Il ‘dottorcosta’, angelo custode della Moto Gp
L’amore per le corse motociclistiche, la dedizione per la medicina, il sogno di proteggere i piloti dalla morte e rimetterli in sella il prima possibile.
Claudio Marcello Costa, medico 78 enne di Imola, è uno dei miti della Moto Gp.
Per tutti è il ‘dottorcosta’ – scritto rigorosamente minuscolo – inventore della Clinica mobile che ha salvato la vita a un gran numero di centauri che corrono nelle massime competizioni mondiali.
Il suo container ospedale, che viaggia al seguito del ‘circus’ del motomondiale compie 42 anni.
È stato varato nella prima versione nel ’77, esattamente 20 anni dopo il primo salvataggio che il medico appassionato di moto aveva messo in atto a Imola.
Un episodio che nel settore ha una valenza simbolica e sancisce la nascita di quel gruppo di camici bianchi ‘angeli custodi’ dei piloti.
Nel corso della gara entrò in pista, con le motociclette che sfrecciavano sul circuito, per portare in salvo Geoff Duke, pilota inglese che era caduto alla curva delle ‘acque minerali’ mentre gareggiava nella classe 500 della Coppa d’Oro Shell.
Nel ’72, da laureato in medicina e specializzato in Ortopedia e traumatologia, seguirà col primo team di colleghi la ‘200 miglia di Imola’, organizzata dal padre Checco, per fornire assistenza sanitaria ai piloti in caso di incidente.
Un servizio all’avanguardia per l’epoca, molto apprezzato nell’ambiente delle due ruote, tanto che il due volte campione del mondo Barry Sheene, in un’intervista, disse rivolto ai suoi colleghi: “Se dovete cadere fatelo a Imola, perché ci sono bravi dottori che vi possono salvare”.

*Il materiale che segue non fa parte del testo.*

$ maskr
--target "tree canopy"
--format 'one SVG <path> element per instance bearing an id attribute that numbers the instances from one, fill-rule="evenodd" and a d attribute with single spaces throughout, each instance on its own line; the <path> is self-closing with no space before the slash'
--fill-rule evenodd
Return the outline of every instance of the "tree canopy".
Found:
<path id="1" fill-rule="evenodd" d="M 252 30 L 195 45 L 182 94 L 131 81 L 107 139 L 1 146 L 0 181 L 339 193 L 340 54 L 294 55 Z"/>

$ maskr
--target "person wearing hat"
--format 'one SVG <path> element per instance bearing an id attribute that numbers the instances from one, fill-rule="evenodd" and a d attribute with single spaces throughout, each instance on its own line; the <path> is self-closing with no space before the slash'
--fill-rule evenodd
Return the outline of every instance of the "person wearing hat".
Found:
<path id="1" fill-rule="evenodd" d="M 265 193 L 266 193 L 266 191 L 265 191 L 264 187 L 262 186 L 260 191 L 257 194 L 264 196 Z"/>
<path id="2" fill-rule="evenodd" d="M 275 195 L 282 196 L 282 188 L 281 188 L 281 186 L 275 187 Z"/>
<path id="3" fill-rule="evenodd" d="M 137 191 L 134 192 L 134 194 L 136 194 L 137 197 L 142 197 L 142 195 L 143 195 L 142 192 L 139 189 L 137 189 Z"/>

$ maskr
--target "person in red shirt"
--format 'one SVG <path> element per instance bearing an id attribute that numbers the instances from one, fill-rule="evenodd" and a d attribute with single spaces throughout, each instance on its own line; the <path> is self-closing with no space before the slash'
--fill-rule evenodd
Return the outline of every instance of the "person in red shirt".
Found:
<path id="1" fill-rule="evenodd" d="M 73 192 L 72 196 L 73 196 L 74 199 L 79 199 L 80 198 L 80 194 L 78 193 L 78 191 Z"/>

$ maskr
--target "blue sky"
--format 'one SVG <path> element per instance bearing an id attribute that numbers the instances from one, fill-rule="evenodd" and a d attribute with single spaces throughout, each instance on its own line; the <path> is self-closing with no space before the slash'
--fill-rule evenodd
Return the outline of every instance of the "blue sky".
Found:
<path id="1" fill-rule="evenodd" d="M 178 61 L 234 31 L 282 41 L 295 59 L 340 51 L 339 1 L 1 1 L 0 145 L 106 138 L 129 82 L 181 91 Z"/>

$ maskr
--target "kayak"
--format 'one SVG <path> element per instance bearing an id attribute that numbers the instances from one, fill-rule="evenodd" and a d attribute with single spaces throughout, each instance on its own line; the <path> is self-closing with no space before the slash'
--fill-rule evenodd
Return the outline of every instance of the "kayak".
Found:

La clinica mobile esordisce il primo maggio 1977 a Salisburgo “e quel giorno indimenticabile salvò la vita a Franco Uncini e Patrik Fernandez. Un miracolo che si è ripetuto molte volte”, racconta l’inventore del presidio viaggiante che sarà poi realizzato in cinque versioni.
La carriera del ‘dottorcosta’ – che conseguirà anche la specializzazione in Medicina dello sport – lo lega in maniera indissolubile al mondo delle corse e ai pazienti eccellenti che ha assistito.
“La clinica mobile – scrive Costa sul suo blog – è la mia casa, il senso e significato della mia vita, un dono meraviglioso che ho dedicato al mondo meraviglioso del motociclismo”.
Claudio Costa, che adesso si è dovuto allontanare dal mondo delle corse e ha dovuto affidare in altre mani la sua clinica, ha cercato per tutta la vita di dare una risposta a questa richiesta, sfidando i protocolli di cura e riportando nel più breve tempo possibile in sella quelli che sono i pazienti più veloci del mondo.
Numerosi i libri pubblicati e un film, autoprodotto e diretto da lui stesso, presentato lo scorso giugno all’autodromo di Imola. ‘Voglio correre’ non è un titolo a caso per il lungometraggio di due ore, ma cita il motto e l’esigenza interiore dei piloti infortunati che vogliono tornare in sella.